Les gérants et caissiers de dépôts pharmaceutiques publics du Burkina Faso, réunis en sixième assemblée générale ce samedi 6 juin 2026 à Ouagadougou, ont une nouvelle fois interpellé les autorités sur leurs conditions de travail. Leur principale revendication : l’adoption d’un statut officiel pour une profession qu’ils jugent indispensable au bon fonctionnement du système de santé.
Sous le thème « La résilience des bénévoles au service du peuple », cette assemblée a été l’occasion pour les participants d’exprimer leurs inquiétudes face à une situation de plus en plus alarmante.

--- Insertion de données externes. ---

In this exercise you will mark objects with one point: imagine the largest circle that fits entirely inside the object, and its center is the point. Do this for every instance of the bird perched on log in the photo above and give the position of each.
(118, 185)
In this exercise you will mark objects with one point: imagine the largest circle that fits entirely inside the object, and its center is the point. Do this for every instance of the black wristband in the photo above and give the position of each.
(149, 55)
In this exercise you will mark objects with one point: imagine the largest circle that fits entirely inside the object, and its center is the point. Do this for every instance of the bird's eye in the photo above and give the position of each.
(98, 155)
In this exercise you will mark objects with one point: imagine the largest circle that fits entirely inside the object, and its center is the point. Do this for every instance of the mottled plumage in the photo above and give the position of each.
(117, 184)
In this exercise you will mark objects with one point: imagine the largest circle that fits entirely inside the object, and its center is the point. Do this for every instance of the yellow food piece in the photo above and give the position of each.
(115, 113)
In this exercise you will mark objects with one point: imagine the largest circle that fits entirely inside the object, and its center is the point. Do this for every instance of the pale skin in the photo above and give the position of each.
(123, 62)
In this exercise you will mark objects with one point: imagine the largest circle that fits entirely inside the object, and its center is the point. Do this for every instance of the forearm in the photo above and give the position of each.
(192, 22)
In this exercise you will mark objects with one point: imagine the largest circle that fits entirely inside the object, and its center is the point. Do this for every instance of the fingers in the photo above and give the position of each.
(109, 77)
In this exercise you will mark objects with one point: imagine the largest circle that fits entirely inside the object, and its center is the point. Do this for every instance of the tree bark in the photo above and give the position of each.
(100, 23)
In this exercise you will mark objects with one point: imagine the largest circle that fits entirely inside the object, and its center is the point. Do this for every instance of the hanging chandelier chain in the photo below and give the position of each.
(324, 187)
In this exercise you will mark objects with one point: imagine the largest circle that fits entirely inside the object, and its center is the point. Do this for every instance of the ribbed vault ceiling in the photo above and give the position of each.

Ousmane Bolly, président de l’Union des gérants et caissiers de dépôts pharmaceutiques publics du Burkina Faso, a souligné que de nombreux agents exercent depuis plusieurs décennies sans cadre professionnel clair. « Les personnes que vous voyez ici travaillent depuis 20 ou 30 ans, mais certaines ne touchent même pas le SMIG », a-t-il déploré.
L’organisation indique représenter plus de 3 000 gérants répartis dans tous les districts sanitaires du pays.
L’absence de statut : une source de précarité
Pour les responsables de l’Union, le problème central reste l’absence d’un texte réglementaire encadrant le métier de gérant ou caissier de dépôt pharmaceutique public. Cette lacune expose ces travailleurs à une grande vulnérabilité, notamment à des licenciements jugés abusifs lorsqu’ils réclament une amélioration de leurs conditions.
Selon Ousmane Bolly, certains agents craignent même de manifester ouvertement leur appartenance à l’Union, de peur de représailles professionnelles.
Des rémunérations insuffisantes face au coût de la vie
Les participants ont aussi dénoncé le faible niveau de leurs salaires, oscillant souvent entre 20 000 et 25 000 FCFA par mois. Ils estiment ne plus pouvoir faire face à la hausse du coût de la vie.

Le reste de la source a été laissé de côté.